“Ban-the-Box” laws are those that prohibit an employer from asking about a job applicant’s criminal convictions, on a job application. These laws have been enacted in 13 states, and almost 70 cities. Some apply to public employees only; others apply to both the public and private sectors
The theory behind these statutes is that they reduce unfair barriers to employment for those with criminal records, and that an employer’s unwillingness to hire anyone with a criminal record may tend to have a disparate impact on minority applicants.

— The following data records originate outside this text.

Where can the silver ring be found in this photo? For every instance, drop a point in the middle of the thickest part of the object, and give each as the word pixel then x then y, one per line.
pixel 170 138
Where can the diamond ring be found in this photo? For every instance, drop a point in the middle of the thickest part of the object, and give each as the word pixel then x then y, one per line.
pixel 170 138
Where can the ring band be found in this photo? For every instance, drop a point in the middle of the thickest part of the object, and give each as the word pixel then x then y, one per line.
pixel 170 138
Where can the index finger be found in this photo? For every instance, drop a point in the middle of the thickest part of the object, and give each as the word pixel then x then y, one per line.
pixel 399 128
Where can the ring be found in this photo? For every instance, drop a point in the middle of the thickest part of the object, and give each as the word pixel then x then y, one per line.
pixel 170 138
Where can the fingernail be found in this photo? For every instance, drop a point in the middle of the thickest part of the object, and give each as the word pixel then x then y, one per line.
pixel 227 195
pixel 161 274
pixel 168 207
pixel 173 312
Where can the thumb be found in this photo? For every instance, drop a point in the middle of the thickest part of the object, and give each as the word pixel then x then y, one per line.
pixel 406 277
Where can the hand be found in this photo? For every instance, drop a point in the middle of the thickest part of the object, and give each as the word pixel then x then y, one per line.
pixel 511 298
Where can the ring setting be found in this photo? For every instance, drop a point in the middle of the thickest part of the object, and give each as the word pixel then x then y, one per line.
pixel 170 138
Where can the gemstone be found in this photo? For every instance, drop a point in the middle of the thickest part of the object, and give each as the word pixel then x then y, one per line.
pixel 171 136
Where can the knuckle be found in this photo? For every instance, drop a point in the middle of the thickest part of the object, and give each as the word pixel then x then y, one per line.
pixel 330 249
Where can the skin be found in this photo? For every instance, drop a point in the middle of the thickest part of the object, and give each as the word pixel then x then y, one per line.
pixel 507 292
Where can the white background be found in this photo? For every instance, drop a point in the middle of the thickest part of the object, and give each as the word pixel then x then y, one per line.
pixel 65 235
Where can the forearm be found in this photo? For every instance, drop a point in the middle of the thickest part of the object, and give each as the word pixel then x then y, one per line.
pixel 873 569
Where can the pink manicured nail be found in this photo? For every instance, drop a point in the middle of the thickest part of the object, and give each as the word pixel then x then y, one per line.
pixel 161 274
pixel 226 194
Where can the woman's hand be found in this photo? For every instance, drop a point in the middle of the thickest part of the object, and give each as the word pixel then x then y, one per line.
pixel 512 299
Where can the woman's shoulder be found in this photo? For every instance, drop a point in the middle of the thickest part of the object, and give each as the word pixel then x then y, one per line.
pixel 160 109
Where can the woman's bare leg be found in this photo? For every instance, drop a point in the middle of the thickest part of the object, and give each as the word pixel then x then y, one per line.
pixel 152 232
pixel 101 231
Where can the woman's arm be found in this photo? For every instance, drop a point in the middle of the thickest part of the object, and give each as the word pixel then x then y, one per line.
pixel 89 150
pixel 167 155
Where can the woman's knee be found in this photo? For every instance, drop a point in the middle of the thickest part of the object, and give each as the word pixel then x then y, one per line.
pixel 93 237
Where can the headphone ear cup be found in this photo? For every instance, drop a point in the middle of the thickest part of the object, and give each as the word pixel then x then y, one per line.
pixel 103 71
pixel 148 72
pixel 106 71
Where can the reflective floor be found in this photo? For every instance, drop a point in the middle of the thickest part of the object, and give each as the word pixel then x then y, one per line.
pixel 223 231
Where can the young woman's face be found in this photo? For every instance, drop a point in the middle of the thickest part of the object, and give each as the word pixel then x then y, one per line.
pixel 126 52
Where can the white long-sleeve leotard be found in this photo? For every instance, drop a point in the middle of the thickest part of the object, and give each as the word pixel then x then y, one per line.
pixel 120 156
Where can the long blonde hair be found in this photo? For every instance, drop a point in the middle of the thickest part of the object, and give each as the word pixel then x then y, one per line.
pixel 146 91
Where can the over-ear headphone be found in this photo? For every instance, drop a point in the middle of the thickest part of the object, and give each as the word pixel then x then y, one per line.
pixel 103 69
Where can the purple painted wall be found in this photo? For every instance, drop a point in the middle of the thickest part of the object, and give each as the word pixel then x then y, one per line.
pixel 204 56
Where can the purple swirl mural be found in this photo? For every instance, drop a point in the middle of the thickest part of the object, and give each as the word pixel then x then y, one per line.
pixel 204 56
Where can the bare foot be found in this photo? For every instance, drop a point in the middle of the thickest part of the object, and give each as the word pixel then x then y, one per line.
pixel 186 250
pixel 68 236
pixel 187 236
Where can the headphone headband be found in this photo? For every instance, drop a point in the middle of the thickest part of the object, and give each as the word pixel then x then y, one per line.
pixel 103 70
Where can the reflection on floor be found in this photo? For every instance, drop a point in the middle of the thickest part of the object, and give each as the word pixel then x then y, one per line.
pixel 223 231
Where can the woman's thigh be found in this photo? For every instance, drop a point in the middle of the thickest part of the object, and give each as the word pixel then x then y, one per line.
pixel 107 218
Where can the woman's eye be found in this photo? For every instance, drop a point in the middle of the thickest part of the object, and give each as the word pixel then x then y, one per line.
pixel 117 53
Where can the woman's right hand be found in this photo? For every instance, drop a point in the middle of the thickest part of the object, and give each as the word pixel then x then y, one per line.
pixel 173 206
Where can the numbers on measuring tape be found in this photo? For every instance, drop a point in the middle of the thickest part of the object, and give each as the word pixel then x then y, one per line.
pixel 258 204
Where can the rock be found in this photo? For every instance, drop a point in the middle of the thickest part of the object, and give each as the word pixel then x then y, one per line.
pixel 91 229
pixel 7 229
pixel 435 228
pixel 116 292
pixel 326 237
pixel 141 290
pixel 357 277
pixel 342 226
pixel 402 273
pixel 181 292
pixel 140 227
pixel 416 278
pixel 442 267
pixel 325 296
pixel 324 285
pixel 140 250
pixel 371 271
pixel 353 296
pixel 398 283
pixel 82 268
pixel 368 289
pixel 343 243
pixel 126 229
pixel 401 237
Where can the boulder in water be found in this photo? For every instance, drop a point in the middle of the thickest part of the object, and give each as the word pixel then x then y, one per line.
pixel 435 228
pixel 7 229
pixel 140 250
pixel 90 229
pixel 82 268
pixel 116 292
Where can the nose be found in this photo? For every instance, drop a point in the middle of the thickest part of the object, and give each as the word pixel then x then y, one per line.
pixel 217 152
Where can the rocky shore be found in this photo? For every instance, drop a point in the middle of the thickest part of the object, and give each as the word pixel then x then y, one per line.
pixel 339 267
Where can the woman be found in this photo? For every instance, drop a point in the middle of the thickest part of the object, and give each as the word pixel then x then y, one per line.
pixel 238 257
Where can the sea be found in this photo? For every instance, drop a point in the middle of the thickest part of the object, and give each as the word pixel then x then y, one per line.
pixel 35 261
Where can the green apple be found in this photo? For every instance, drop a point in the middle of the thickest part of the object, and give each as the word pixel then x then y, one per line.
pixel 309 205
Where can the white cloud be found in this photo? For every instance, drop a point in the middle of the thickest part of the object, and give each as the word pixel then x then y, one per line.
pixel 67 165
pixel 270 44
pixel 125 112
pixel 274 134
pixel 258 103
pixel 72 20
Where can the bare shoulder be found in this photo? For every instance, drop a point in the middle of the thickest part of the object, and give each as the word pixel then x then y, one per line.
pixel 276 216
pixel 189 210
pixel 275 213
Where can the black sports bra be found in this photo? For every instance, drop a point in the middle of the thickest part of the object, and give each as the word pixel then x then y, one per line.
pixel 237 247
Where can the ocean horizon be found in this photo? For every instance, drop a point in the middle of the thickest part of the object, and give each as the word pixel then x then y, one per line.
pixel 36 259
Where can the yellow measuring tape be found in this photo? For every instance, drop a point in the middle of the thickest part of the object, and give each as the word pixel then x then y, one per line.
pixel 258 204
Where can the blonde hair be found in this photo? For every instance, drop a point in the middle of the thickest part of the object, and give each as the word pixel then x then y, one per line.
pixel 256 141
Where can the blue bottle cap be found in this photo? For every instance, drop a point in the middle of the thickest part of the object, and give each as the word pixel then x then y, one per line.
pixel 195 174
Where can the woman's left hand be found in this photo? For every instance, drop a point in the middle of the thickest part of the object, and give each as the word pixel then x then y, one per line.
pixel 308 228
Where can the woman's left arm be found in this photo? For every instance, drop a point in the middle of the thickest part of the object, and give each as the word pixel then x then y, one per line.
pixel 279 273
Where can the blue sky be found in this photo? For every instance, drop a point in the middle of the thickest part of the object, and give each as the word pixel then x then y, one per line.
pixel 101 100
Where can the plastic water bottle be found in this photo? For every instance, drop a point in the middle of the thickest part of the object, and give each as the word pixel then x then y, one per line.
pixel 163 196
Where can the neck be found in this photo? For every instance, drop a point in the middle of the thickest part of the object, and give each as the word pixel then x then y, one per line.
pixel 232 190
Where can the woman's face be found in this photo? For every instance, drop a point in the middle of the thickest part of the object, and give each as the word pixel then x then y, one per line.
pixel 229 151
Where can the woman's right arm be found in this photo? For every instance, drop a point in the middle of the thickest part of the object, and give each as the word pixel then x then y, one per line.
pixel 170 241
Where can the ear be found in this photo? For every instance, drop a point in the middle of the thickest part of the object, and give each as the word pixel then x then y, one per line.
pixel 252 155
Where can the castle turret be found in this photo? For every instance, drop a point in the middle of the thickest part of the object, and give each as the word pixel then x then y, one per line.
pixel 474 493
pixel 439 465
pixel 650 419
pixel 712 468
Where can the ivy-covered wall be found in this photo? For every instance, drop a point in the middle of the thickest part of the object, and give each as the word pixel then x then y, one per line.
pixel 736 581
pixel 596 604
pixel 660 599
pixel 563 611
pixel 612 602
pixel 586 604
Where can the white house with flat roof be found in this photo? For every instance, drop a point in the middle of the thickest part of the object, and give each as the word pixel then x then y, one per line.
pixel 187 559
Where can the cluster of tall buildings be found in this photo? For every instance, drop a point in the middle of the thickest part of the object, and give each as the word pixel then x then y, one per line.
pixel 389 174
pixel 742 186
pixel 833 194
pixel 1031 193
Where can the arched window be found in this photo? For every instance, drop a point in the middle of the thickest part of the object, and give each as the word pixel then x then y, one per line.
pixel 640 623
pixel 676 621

Where ban-the box laws apply, it is expected that an employer will make a conditional job offer to an applicant, without having inquired about his or her criminal past. The inquiry can then be made later in the hiring process, and if a criminal conviction is disclosed, it will then be up to the employer to decide if the conviction disqualifies the candidate for the position.
Some easy examples: a convicted embezzler need not be hired as a bookkeeper; a convicted child abuser need not be hired at a day care center; but someone convicted of assault in a bar-room brawl should not be disqualified from a job as a warehouse worker. How long ago an applicant’s conviction occurred will also be a relevant factor for an employer to consider.
The Columbia ordinance, which was enacted on December 1st, is the first in the state of Missouri to apply to both public and private employers. (St. Louis and Kansas City ordinances apply to public employers only.) It makes Columbia one of only 11 counties or cities in the country that “ban -the-box” for private employers. Six states have similar laws.